Petitioner’s second argument was based on the fact that the language of Section 280E tracks the business deduction language of IRC Section 162, and therefore, the Petitioner argued that the restriction of Section 280E is limited only to the business expenses deducted under Section 162. Judge Goeke disagreed, finding that the broad language of Section 280E leads to the conclusion that it was written to deny all deductions under any IRC section for a business that trafficked in controlled substances. 

The Petitioner’s third argument was that Section 280E only applies to illegal marijuana activities, based on the use of the word “trafficking” in Section 280E.  Again, Judge Goeke disagreed and cited prior Tax Court precedential cases which held that the sale of medical marijuana pursuant to California law still constituted “trafficking” within the meaning of Section 280E.  Lastly, Judge Goeke advised the Petitioner that the Petitioner’s remedy lies with Congress rather than the U.S. Tax Court because of the language of Section 280E.

Most decisions of the U.S. Tax Court are written in the name of only one judge, so it is worth noting that of the 19 Tax Court judges, the Northern California decision cited: (a) the agreement of nine other Tax Court judges, (b) the non-participation of one other Tax Court judge, (c) two concurring opinions (one agreed to by three judges and the second agreed to by another judge) and (d) a concurring in part and dissenting in part opinion.

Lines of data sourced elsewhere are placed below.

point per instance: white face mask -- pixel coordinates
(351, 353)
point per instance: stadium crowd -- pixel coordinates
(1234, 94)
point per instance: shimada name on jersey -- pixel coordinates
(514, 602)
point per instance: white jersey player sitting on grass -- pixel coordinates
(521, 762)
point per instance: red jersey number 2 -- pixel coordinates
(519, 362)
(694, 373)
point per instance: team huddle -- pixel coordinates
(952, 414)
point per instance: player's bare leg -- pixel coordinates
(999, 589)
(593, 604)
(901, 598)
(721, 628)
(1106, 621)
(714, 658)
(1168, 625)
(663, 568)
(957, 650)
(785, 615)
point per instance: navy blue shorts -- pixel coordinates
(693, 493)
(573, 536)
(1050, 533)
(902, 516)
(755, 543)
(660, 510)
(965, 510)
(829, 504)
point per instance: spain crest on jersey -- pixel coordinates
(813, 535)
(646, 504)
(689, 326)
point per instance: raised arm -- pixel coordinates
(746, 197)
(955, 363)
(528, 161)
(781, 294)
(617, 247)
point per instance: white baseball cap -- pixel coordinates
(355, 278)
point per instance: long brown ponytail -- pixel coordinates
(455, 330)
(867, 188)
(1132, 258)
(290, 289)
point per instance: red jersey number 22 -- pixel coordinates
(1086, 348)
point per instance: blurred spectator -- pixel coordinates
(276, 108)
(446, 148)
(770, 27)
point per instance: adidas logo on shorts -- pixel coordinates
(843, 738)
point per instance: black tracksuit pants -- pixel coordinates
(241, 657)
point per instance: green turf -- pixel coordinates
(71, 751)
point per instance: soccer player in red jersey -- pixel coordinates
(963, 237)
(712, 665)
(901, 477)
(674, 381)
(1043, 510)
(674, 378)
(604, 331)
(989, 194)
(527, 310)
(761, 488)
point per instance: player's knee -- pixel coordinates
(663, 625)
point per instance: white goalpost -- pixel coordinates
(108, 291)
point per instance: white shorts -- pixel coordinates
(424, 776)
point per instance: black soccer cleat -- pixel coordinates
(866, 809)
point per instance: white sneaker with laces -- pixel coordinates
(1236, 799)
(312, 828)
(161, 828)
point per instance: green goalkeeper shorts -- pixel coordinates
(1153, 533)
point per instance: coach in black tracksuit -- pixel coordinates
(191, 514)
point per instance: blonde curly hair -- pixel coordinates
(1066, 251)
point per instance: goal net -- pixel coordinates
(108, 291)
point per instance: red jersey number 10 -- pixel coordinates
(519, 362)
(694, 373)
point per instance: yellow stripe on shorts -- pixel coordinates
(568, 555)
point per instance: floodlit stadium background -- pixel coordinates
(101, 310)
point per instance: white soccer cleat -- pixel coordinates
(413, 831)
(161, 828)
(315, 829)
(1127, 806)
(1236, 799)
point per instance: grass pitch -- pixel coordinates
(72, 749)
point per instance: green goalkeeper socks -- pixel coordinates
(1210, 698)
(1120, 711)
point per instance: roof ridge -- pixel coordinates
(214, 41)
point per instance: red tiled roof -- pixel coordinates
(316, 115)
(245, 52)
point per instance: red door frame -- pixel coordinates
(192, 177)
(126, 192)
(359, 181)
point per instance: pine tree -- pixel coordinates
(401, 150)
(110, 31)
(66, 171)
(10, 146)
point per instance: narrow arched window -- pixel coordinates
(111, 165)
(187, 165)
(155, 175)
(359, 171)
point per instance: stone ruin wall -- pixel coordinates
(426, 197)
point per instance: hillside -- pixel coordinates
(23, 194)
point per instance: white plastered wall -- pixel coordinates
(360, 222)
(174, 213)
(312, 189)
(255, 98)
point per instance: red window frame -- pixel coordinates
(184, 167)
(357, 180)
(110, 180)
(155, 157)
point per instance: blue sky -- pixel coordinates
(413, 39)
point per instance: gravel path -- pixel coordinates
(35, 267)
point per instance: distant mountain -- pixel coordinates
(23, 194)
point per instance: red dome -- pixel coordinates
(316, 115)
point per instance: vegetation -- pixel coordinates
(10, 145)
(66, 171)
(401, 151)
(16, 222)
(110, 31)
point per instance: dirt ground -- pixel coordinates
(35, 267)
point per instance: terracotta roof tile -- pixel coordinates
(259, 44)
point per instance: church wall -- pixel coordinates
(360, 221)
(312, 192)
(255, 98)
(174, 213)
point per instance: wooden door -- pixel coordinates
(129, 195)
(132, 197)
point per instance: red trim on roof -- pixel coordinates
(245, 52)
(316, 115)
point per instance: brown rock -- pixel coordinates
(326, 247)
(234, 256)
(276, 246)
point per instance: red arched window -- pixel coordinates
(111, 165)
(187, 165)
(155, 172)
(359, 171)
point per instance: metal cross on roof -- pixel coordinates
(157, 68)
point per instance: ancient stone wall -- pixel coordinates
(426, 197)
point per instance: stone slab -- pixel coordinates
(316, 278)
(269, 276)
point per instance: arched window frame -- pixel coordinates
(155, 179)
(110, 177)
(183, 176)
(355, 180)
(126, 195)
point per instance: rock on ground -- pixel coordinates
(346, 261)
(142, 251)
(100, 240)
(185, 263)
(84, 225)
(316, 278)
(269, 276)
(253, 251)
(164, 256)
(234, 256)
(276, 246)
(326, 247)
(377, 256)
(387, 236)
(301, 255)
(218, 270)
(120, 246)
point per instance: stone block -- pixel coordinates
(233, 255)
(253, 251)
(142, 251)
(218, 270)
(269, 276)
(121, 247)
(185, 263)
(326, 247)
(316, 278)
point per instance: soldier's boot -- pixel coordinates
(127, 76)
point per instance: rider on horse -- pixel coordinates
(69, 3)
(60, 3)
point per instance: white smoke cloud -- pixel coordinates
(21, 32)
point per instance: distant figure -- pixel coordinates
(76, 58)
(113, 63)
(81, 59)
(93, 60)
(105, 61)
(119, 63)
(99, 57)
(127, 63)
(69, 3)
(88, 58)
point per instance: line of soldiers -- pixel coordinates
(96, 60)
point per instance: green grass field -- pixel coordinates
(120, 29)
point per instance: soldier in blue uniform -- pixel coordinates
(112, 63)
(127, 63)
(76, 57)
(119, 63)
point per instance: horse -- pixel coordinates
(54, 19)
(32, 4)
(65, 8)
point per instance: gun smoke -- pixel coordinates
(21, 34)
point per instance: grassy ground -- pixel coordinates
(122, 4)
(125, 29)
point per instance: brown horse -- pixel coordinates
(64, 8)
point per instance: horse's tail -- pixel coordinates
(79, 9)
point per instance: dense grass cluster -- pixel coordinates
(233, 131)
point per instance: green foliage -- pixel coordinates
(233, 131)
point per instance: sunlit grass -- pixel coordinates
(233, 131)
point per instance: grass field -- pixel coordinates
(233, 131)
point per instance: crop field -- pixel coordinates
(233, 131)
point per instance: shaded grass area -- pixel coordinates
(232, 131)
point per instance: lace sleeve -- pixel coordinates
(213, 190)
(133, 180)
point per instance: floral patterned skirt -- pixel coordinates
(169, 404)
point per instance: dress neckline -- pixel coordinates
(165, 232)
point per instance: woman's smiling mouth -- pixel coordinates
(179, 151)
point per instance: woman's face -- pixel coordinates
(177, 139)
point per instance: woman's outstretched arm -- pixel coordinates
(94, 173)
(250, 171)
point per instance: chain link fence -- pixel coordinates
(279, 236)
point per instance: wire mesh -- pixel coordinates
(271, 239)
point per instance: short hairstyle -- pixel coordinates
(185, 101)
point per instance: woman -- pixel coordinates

The fact that this opinion was reviewed by the entire U.S. Tax Court and that there were concurring and dissenting (in part) opinions, makes this decision more significant as legal precedent and indicates the importance that the judges of the U.S. Tax Court see in the Northern California case. 

Dealing with Section 280E is a constant battle for American cannabis companies, as it precludes the ability to deduct most normal business expenses. While thoughtful tax planning may be able to mitigate some of the harms caused by Section 280E, it still undoubtedly leads to reduced profitability and lower market valuations. But all hope is not lost. Northern California will likely be appealed to the Ninth Circuit Court of Appeals, and the dissenting opinions from Judges Gustafson and Copeland may provide a roadmap to further legal challenges to Section 280E. In addition, Congress appears primed to move on significant cannabis reform, including the broad reform efforts captured in the S.T.A.T.E.S Act and more limited reform efforts to address banking and the impact of Section 280E specifically.

[1] Pub. L. No. 91-513, Sec. 202(c) and codified as amended at 21 U.S.C. Section 812(c); see also 21 C.F.R. Section 1308.11(d)(23).

[2] See INDOPCO, Inc. v. Commissioner, 503 U.S. 79, 84 (1982), and New Colonial Ice Co. v. Helvering, 292 U.S. 435, 440 (1934).